Publié par Gérard Picovschi le - mis à jour à
Les conditions d'application font appel à des notions floues. Seule l'analyse constante de la jurisprudence et des avis de la Commission d'examen des pratiques commerciales permet de saisir les contours de la notion. Les juges déterminent, au cas par cas, si l'article L.442-6 I 2° est applicable.
Lorsque vous entretenez des relations commerciales avec un fournisseur, vous négociez les conditions contractuelles les plus favorables. Cette situation est courante, puisque la liberté contractuelle permet aux parties de négocier le contenu de leurs engagements sans restriction. Les professionnels choisissent les conditions auxquelles ils s'engagent et, n'étant pas contraints de s'engager, ils doivent respecter leurs obligations. Toutefois, afin de créer un cadre et ainsi éviter que certaines stipulations du contrat engendrent une profonde disproportion entre les obligations des cocontractants, le Code de commerce a introduit un article L442-6 I 2° sur la notion de "déséquilibre significatif". Le point sur cette notion dans les contrats B to B:
Producteurs ou fournisseurs et distributeurs : des limites légales à la liberté contractuelle
L'article L.442-6 I 2° du Code de commerce sanctionne le fait de "soumettre ou de tenter de soumettre un partenaire commercial à des obligations créant un déséquilibre significatif dans les droits et obligations des parties." Plus concrètement, pour mettre en oeuvre ce texte, il faut que :
-le contrat concerne des "partenaires commerciaux" et non de simples contractants. Cela induit une certaine continuité dans la relation contractuelle.

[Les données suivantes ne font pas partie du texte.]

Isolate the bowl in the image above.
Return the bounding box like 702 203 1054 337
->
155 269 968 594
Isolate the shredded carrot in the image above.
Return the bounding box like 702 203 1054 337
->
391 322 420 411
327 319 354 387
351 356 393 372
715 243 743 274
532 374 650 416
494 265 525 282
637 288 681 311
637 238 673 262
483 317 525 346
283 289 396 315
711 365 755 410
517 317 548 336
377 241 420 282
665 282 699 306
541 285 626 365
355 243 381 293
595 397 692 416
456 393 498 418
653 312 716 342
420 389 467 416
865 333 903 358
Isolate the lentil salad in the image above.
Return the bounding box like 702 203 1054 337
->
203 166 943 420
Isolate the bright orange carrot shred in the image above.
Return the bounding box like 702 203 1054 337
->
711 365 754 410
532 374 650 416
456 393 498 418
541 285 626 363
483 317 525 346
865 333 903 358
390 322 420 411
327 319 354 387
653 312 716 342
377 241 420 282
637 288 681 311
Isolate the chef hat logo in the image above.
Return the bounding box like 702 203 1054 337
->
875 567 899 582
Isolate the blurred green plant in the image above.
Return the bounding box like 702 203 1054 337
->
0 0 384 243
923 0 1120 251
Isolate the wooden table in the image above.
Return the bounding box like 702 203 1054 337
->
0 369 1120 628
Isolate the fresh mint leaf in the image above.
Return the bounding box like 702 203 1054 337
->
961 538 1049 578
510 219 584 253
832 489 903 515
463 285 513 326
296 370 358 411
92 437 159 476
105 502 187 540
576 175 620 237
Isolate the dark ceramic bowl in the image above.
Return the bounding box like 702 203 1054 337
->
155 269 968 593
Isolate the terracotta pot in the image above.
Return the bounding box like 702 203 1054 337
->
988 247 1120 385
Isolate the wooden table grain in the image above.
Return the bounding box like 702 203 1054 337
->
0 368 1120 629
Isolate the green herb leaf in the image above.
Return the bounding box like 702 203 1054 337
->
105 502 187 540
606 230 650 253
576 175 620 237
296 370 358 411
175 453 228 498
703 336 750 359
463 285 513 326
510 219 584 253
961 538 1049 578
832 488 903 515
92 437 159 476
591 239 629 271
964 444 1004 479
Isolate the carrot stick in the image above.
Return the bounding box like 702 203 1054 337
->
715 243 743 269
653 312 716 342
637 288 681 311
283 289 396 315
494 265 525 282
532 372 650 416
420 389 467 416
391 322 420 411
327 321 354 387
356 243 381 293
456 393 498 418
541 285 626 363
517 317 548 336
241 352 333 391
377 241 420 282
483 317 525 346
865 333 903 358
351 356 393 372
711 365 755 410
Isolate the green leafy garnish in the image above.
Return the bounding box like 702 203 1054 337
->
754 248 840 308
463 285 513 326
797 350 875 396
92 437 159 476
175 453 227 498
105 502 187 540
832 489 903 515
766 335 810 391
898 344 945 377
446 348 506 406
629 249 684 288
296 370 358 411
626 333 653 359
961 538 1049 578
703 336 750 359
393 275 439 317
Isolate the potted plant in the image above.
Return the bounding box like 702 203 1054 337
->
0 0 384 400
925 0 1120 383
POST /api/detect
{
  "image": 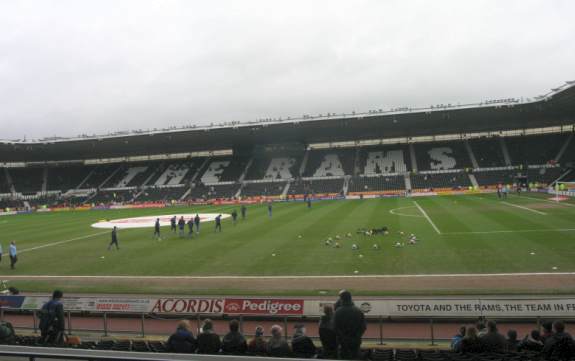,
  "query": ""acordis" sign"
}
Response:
[224,298,303,315]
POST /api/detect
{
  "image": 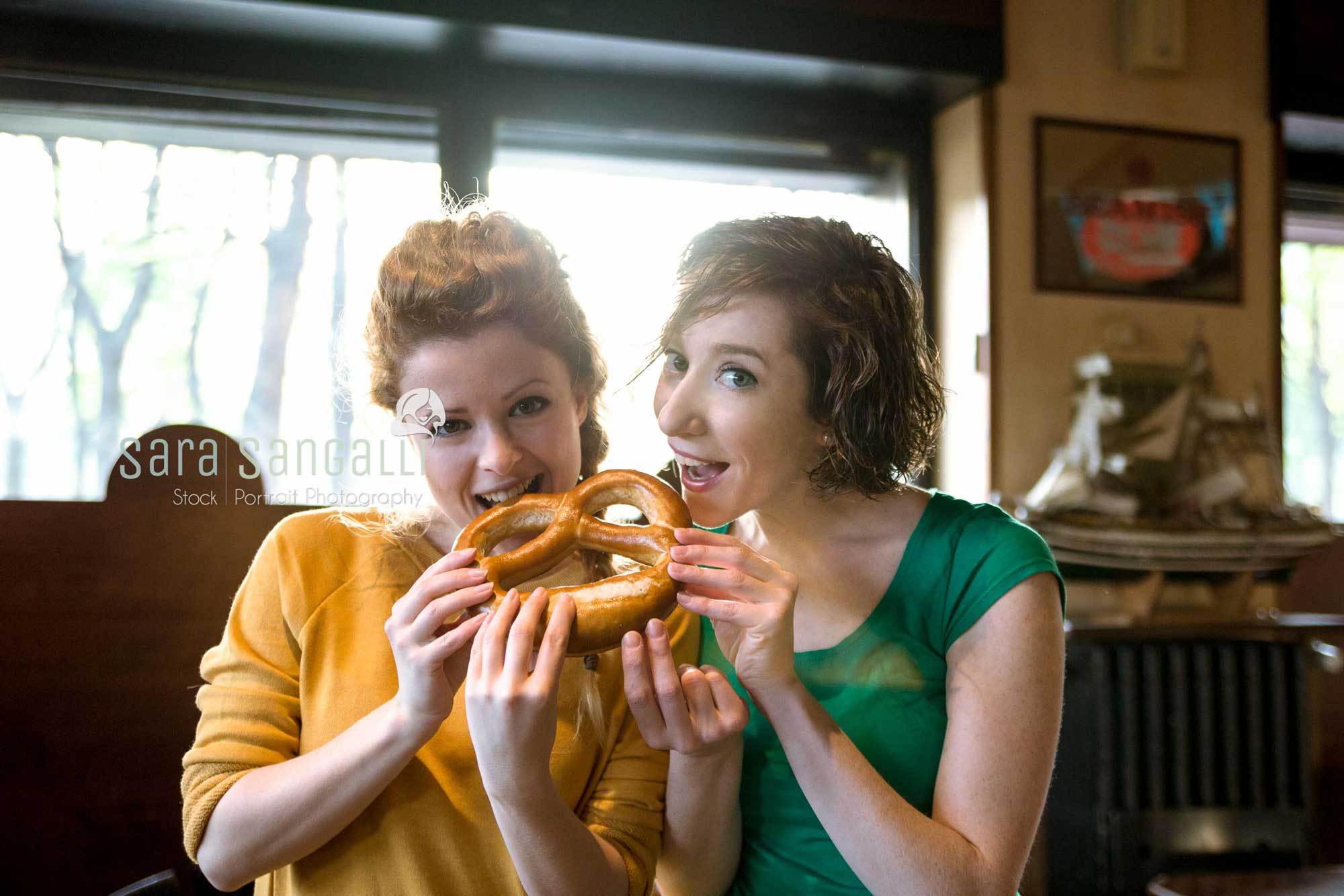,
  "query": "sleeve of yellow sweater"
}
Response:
[581,607,700,896]
[181,523,306,861]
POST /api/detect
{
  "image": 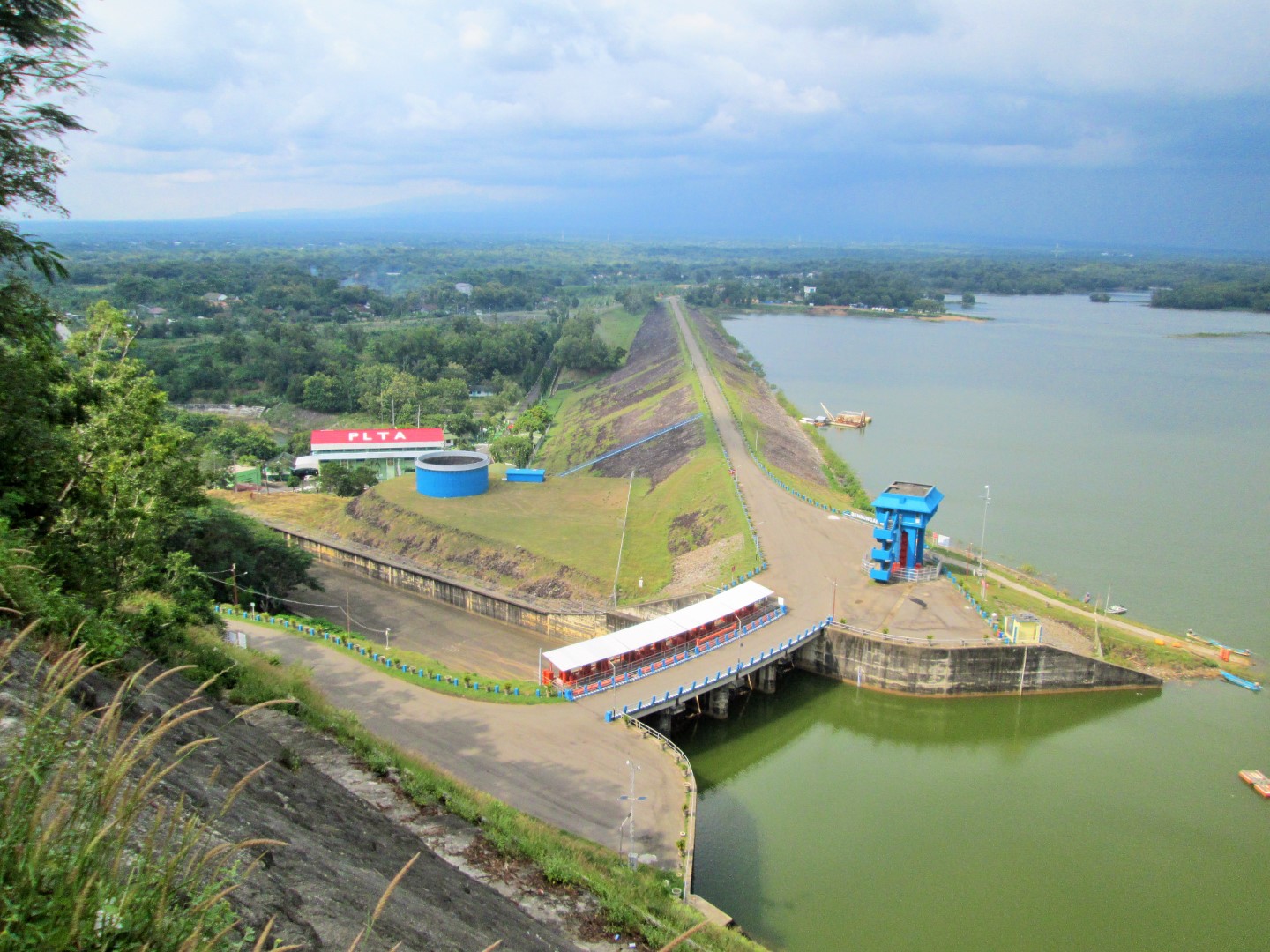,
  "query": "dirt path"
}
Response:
[287,563,564,681]
[987,570,1252,666]
[668,298,984,641]
[241,621,684,868]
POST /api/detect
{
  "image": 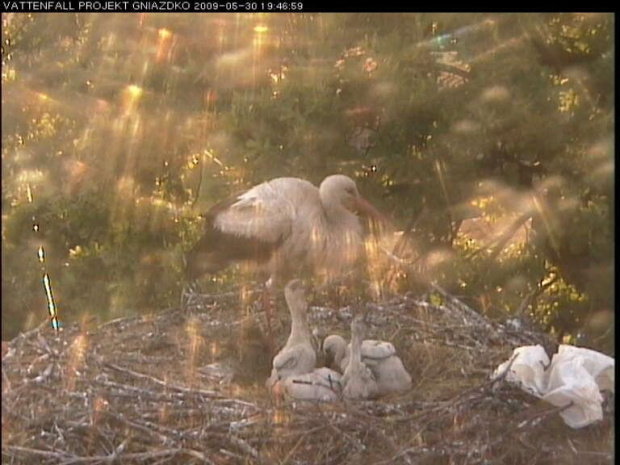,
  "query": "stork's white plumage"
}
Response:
[342,316,379,399]
[282,367,342,402]
[186,175,384,280]
[323,334,412,396]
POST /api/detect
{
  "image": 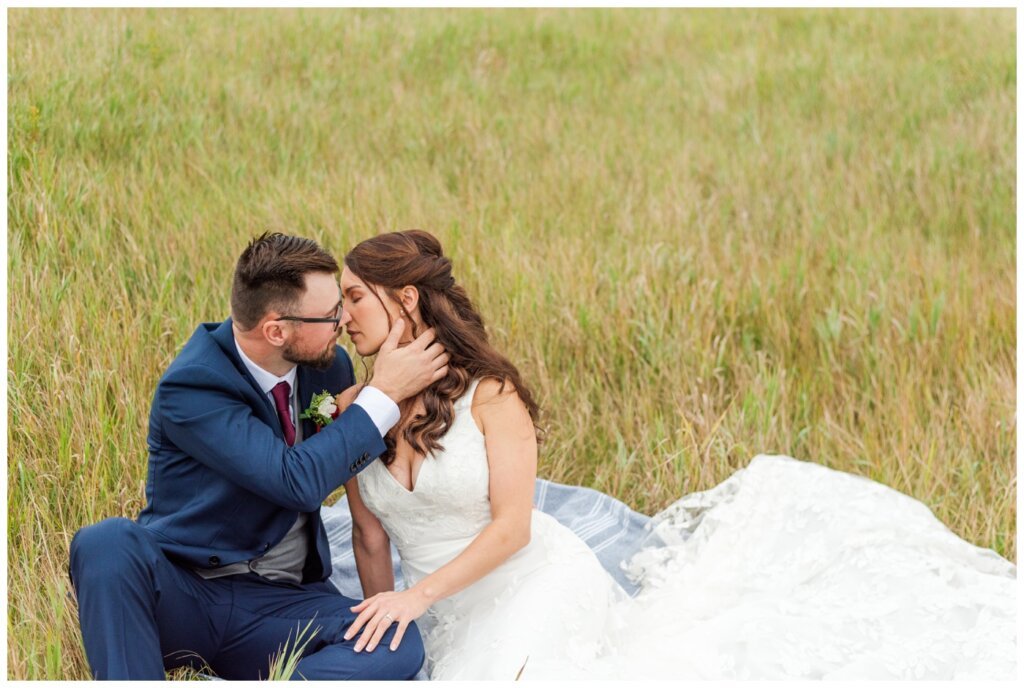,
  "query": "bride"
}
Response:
[325,230,1016,680]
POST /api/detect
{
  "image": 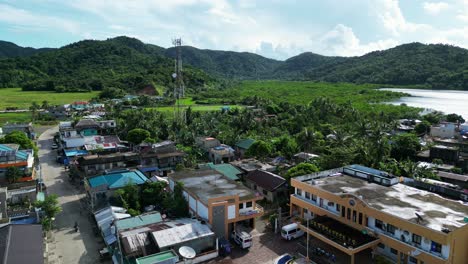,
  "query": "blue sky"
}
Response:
[0,0,468,59]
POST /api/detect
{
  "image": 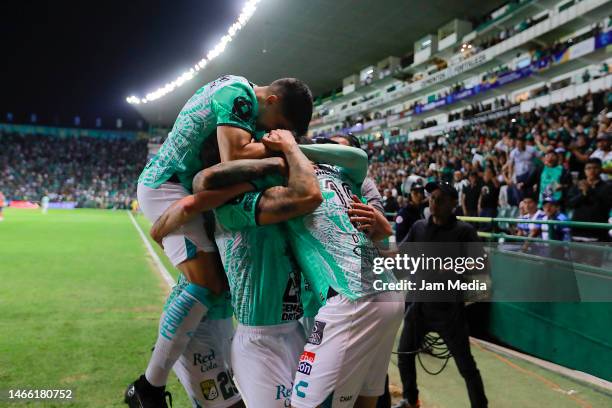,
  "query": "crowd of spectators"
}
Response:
[0,91,612,241]
[313,16,609,135]
[368,91,612,240]
[0,133,147,208]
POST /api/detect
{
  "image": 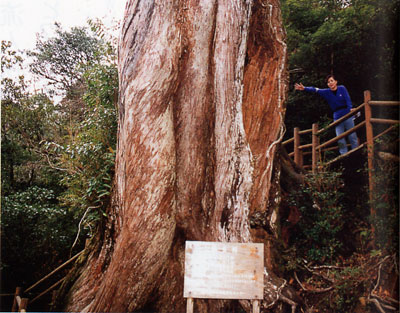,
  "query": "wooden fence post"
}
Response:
[186,298,193,313]
[293,127,302,166]
[364,90,375,238]
[311,123,319,173]
[19,298,28,312]
[253,300,260,313]
[11,287,22,312]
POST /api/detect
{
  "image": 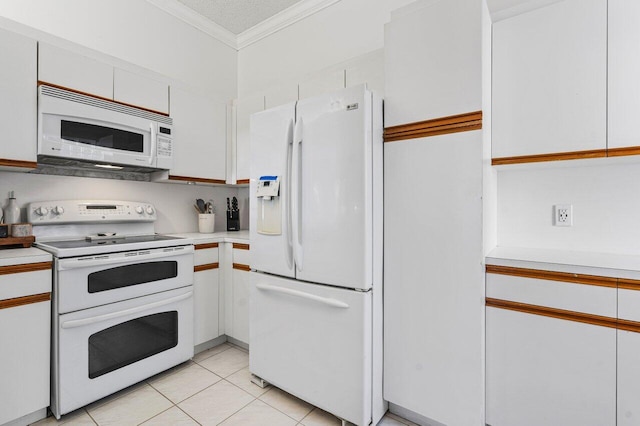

-le contrat contienne un déséquilibre significatif dans les droits et obligations des parties.
Il faut relever qu'il n'existe pas de définition légale du "partenaire commercial" ou du "déséquilibre significatif". Il apparaît dès lors que les conditions d'application font appel à des notions floues. Seule l'analyse constante de la jurisprudence et des avis de la Commission d'examen des pratiques commerciales (CECP) permet de saisir les contours de la notion. Les juges déterminent, au cas par cas, si l'article L.442-6 I 2° est applicable.
Dans le cadre des relations entre professionnels, qui n'impliquent pas un consommateur, le "déséquilibre significatif" peut porter sur une différence importante de valeur entre les droits et obligations échangés. Le déséquilibre peut être identifié grâce à une "analyse globale et concrète du contexte économique" dans lequel le contrat a été conclu ou négocié. Plusieurs critères seront pris en compte, tels que la situation de contrainte d'une des parties lors de la négociation, le pouvoir discrétionnaire d'une des "parties fortes" au contrat, la limitation de responsabilité de la partie dominante en cas de manquement à ses obligations essentielles ou au contraire une sanction manifestement disproportionnée imposée à la "partie faible", etc.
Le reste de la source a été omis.